O fenômeno El Niño alcançou uma intensidade sem precedentes para o mês de julho, segundo análise divulgada pela MetSul Meteorologia com base em dados do Oceano Pacífico e modelos climáticos globais. O aquecimento das águas na região central-leste do Pacífico ultrapassou a marca de +2°C (registrando entre +2,1°C e +2,2°C na área Niño 3.4), patamar característico de eventos de altíssima gravidade, conhecidos informalmente como "Super El Niño".
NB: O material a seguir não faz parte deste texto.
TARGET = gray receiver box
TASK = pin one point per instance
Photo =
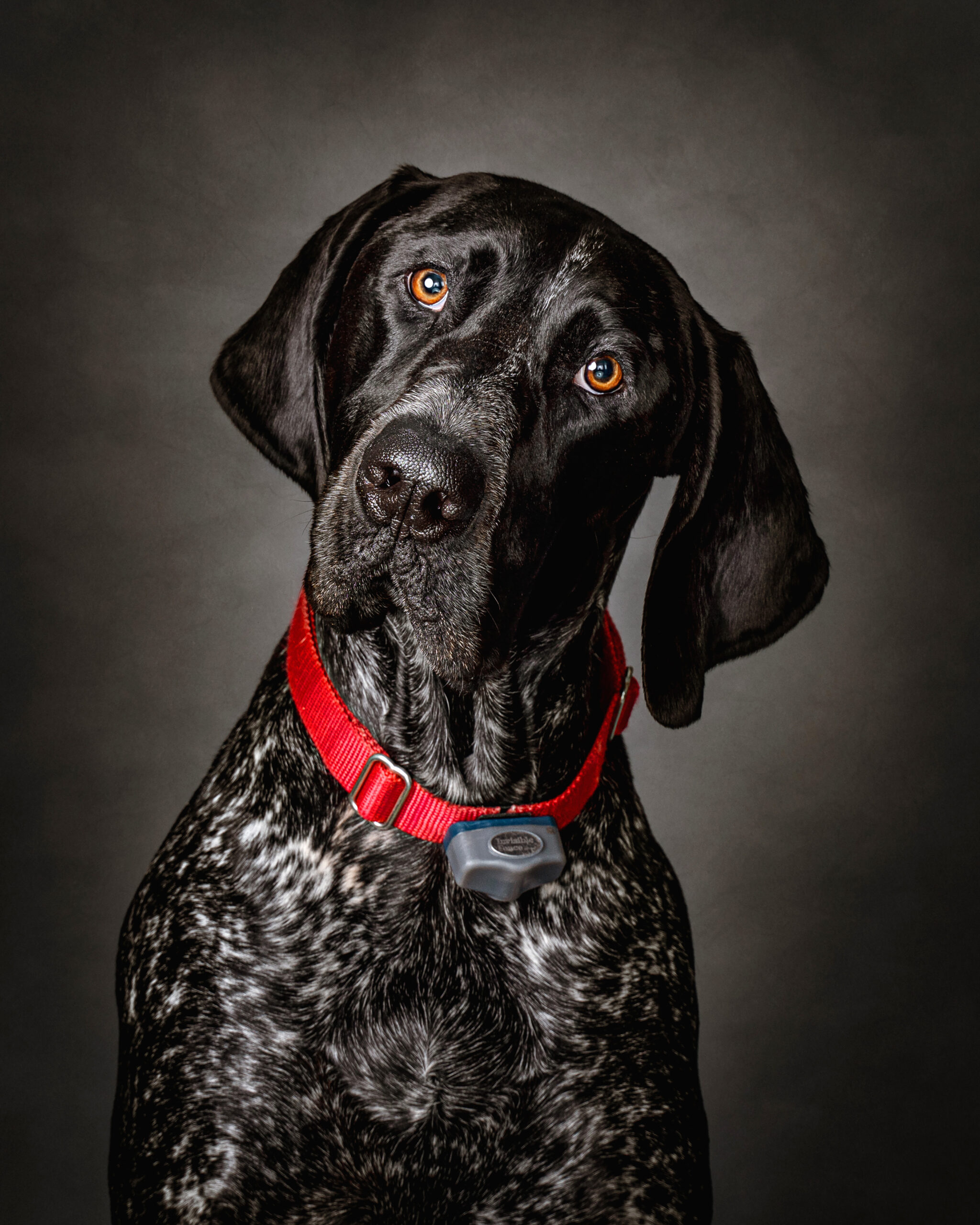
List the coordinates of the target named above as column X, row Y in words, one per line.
column 505, row 857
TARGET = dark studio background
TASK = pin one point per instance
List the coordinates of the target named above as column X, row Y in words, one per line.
column 813, row 172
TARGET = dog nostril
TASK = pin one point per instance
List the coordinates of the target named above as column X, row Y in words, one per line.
column 451, row 509
column 383, row 476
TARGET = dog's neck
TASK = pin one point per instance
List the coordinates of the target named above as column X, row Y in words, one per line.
column 520, row 735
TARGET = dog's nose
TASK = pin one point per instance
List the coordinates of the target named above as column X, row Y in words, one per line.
column 421, row 482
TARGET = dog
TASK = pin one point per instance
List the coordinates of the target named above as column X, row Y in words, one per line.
column 476, row 379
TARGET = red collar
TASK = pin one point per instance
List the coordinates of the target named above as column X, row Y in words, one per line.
column 383, row 792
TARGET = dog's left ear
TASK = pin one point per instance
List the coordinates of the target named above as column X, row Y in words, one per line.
column 738, row 563
column 266, row 377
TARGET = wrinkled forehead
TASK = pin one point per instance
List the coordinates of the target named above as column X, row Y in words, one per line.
column 533, row 239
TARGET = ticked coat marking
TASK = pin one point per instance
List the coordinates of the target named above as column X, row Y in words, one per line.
column 318, row 1025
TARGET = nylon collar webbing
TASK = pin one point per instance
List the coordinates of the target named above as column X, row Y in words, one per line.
column 385, row 794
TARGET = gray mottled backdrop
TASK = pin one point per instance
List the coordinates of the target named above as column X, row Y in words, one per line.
column 813, row 173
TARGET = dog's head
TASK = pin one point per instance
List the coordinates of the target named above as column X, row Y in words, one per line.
column 477, row 380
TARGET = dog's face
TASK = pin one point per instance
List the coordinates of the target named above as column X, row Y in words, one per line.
column 477, row 380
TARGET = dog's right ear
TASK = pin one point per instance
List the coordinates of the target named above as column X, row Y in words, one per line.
column 266, row 374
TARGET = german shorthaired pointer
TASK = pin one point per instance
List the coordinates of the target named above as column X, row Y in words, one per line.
column 476, row 380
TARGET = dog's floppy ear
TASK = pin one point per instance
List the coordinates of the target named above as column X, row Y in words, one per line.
column 738, row 563
column 266, row 374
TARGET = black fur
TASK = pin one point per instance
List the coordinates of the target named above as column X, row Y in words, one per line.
column 316, row 1023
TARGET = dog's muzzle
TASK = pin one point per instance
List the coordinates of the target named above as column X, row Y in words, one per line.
column 419, row 482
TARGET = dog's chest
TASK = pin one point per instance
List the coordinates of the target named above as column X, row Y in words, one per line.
column 322, row 1009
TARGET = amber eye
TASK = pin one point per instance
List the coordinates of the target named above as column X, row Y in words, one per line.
column 601, row 375
column 429, row 288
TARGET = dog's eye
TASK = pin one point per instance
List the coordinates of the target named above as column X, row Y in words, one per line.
column 601, row 375
column 429, row 288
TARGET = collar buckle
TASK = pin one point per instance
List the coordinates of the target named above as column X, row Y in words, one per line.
column 381, row 760
column 615, row 725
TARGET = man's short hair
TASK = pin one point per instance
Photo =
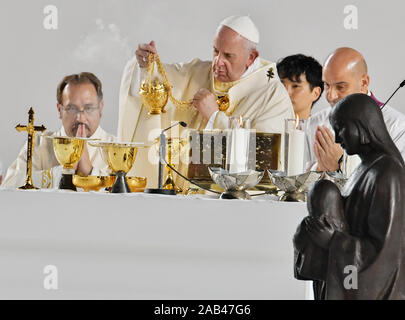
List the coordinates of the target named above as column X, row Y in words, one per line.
column 80, row 78
column 292, row 67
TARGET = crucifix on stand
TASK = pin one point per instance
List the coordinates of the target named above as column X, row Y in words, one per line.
column 31, row 130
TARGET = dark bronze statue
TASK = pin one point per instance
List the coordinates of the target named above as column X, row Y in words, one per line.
column 361, row 234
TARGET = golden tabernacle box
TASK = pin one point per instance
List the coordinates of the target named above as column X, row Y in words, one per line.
column 208, row 148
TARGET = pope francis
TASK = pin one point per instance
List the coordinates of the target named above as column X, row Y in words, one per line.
column 236, row 73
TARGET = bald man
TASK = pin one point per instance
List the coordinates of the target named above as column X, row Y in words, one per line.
column 344, row 73
column 236, row 74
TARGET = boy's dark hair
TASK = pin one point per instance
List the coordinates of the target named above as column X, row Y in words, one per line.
column 292, row 67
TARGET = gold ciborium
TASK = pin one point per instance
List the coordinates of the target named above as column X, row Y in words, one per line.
column 68, row 151
column 154, row 95
column 137, row 184
column 174, row 148
column 120, row 157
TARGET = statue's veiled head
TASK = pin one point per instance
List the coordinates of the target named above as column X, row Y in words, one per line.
column 359, row 126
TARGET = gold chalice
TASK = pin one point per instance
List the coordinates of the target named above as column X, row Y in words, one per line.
column 120, row 157
column 174, row 148
column 68, row 151
column 93, row 183
column 154, row 95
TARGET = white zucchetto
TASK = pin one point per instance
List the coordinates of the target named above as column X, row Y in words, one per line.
column 242, row 25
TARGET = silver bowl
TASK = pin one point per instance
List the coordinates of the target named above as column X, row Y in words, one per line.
column 295, row 187
column 235, row 184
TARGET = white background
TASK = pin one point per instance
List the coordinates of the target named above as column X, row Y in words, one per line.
column 99, row 36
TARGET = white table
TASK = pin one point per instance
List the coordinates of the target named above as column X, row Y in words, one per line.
column 139, row 246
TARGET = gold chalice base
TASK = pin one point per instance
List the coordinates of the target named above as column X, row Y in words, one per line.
column 68, row 150
column 137, row 184
column 92, row 183
column 95, row 183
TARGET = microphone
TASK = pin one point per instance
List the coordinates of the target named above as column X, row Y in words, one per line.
column 162, row 160
column 162, row 150
column 400, row 86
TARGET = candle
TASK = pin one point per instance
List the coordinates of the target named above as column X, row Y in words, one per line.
column 296, row 141
column 239, row 150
A precocidade da marca é o fator que mais chama a atenção de meteorologistas. Historicamente, anomalias nesse nível só costumam ser atingidas no decorrer da primavera, entre os meses de setembro e novembro — como no evento de 2015-2016, quando o patamar só foi alcançado em meados de setembro.
Caso as projeções se confirmem ao longo do segundo semestre, o episódio de 2026-2027 pode se transformar no mais severo desde o início das medições instrumentais no planeta.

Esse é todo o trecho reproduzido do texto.